Michel Temer só assumiu depois do impeachment porque era vice de Dilma. Tudo começou lá atrás, quando Lula optou por se aliar ao antigo PMDB e afins e entrar no jogo da elite capitalista tupiniquim. As alegações da cúpula petista sempre são ligadas a necessidade de uma governabilidade possível e a equilibrar uma desfavorável correlação de forças no Congresso. É preciso lembrar que Dilma, após sua eleição, aplicou uma política de ajustes fiscais com o banqueiro Joaquim Levy no Ministério da Fazenda, mesmo prometendo não mexer nos direitos do povo. Apresentou um projeto na campanha e no governo adotou a derrotada “agenda aecista”.

A retirada de direitos não é recente. Em 2003, depois que Lula foi eleito pela primeira vez, a Reforma da Previdência foi o cumprimento de parte das promessas da “Carta ao Povo Brasileiro”. Manteve o Sistema da Dívida Pública, o tripé macroeconômico, o Fator Previdenciário (vetou o seu fim em 2010 no dia da estreia do Brasil na Copa), colocou o banqueiro Henrique Meirelles no Banco Central, além de outras medidas, dando continuidade ao pacto neoliberal do governo FHC.

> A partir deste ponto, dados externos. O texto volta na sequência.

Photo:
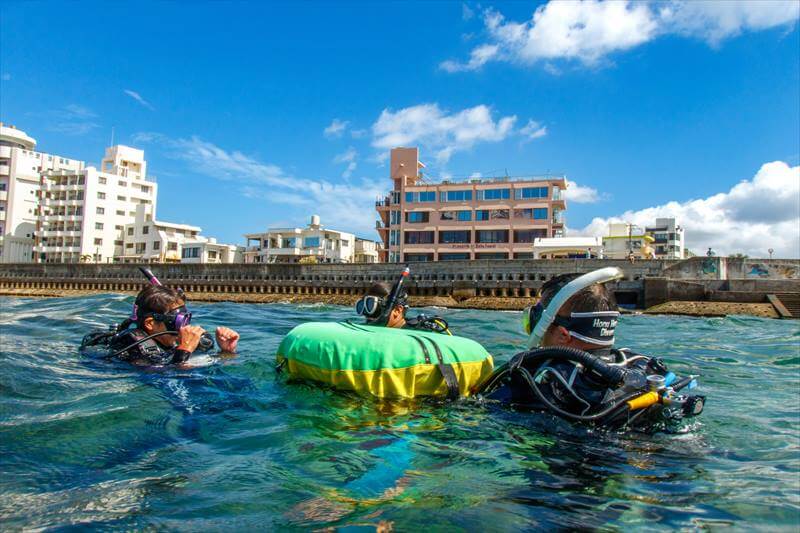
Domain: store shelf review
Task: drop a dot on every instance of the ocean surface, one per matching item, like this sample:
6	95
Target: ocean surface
232	446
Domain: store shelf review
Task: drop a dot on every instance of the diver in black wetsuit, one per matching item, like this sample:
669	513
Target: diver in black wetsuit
160	332
385	306
576	373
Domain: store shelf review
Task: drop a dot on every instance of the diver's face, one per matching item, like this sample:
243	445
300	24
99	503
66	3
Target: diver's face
153	326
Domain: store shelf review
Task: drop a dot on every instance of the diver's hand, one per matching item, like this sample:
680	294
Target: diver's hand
227	339
189	338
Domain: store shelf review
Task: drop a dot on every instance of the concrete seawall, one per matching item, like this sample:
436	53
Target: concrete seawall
497	284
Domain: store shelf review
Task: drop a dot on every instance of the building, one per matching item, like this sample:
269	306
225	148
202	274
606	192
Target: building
291	245
568	248
668	239
83	213
366	251
21	169
626	239
491	218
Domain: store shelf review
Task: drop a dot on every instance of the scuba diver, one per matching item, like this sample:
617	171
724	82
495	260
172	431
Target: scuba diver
573	370
385	306
159	331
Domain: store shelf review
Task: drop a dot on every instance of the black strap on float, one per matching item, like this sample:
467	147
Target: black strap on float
448	373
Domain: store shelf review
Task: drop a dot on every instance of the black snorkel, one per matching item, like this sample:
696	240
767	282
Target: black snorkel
391	300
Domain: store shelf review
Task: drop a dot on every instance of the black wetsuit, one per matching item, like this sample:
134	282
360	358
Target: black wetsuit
572	388
150	352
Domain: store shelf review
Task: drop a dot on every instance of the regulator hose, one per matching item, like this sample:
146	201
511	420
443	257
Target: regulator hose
613	375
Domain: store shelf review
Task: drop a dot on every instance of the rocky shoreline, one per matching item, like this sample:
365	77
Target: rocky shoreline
685	308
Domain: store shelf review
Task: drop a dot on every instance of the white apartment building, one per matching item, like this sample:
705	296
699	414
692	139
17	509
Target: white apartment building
626	239
291	245
21	169
83	213
366	251
568	248
668	239
154	241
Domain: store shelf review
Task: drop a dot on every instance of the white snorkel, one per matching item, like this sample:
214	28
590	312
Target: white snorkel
567	291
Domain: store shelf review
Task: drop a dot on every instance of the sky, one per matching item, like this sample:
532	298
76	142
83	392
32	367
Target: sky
257	115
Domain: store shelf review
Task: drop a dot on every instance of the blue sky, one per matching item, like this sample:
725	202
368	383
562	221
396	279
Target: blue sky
639	104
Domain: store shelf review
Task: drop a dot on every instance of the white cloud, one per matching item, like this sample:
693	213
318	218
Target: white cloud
533	130
336	128
345	206
349	157
442	132
138	97
751	217
588	31
581	194
716	20
73	119
466	12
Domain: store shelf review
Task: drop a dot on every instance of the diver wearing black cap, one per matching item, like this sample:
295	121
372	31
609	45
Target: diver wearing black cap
159	331
573	370
384	306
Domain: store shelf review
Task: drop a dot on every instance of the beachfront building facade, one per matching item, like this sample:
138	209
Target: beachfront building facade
21	169
626	241
668	239
568	248
479	218
366	251
83	213
314	243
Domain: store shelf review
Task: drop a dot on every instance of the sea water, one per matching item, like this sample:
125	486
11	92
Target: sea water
230	445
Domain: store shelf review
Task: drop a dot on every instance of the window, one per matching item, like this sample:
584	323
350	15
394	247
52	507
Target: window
454	257
494	194
461	216
455	196
491	236
455	237
416	217
424	196
530	192
419	237
192	252
528	235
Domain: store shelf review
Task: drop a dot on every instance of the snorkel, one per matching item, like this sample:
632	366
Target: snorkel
391	300
550	313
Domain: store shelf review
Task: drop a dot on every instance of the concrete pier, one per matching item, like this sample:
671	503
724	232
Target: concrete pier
456	283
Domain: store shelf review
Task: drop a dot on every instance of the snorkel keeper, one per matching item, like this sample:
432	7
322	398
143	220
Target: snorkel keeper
537	320
376	309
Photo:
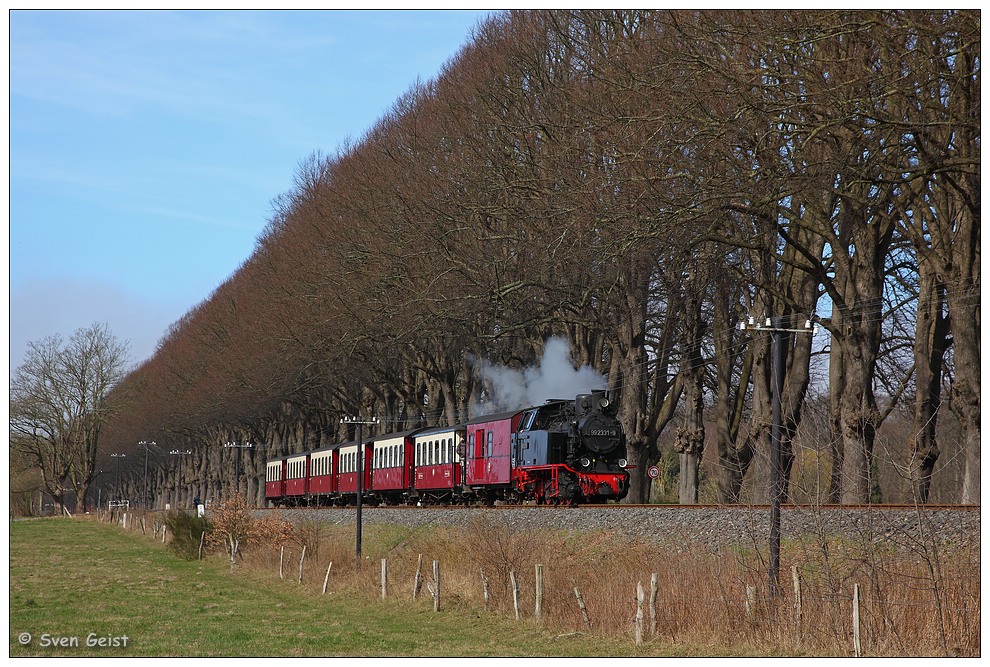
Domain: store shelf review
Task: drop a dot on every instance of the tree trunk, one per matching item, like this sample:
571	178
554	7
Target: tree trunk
930	343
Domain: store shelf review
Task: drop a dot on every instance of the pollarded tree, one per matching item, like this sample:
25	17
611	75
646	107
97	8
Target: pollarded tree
59	404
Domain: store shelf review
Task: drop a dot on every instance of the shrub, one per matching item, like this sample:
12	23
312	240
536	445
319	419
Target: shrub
187	531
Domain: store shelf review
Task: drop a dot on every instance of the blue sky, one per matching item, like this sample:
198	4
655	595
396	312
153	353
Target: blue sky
146	147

Os programas sociais ao longo do governo Lula e Dilma foram ações compensatórias e temporárias. Foram importantes e produziram resultados econômicos positivos na economia, mas também visavam não só o marketing eleitoral do PT, como também benefícios para a própria elite capitalista, a fim de alimentar a massa de consumo. Porém, por serem compensatórias e não estruturantes muitas destas medidas foram “implodidas” no terrível governo Bolsonaro de triste memória.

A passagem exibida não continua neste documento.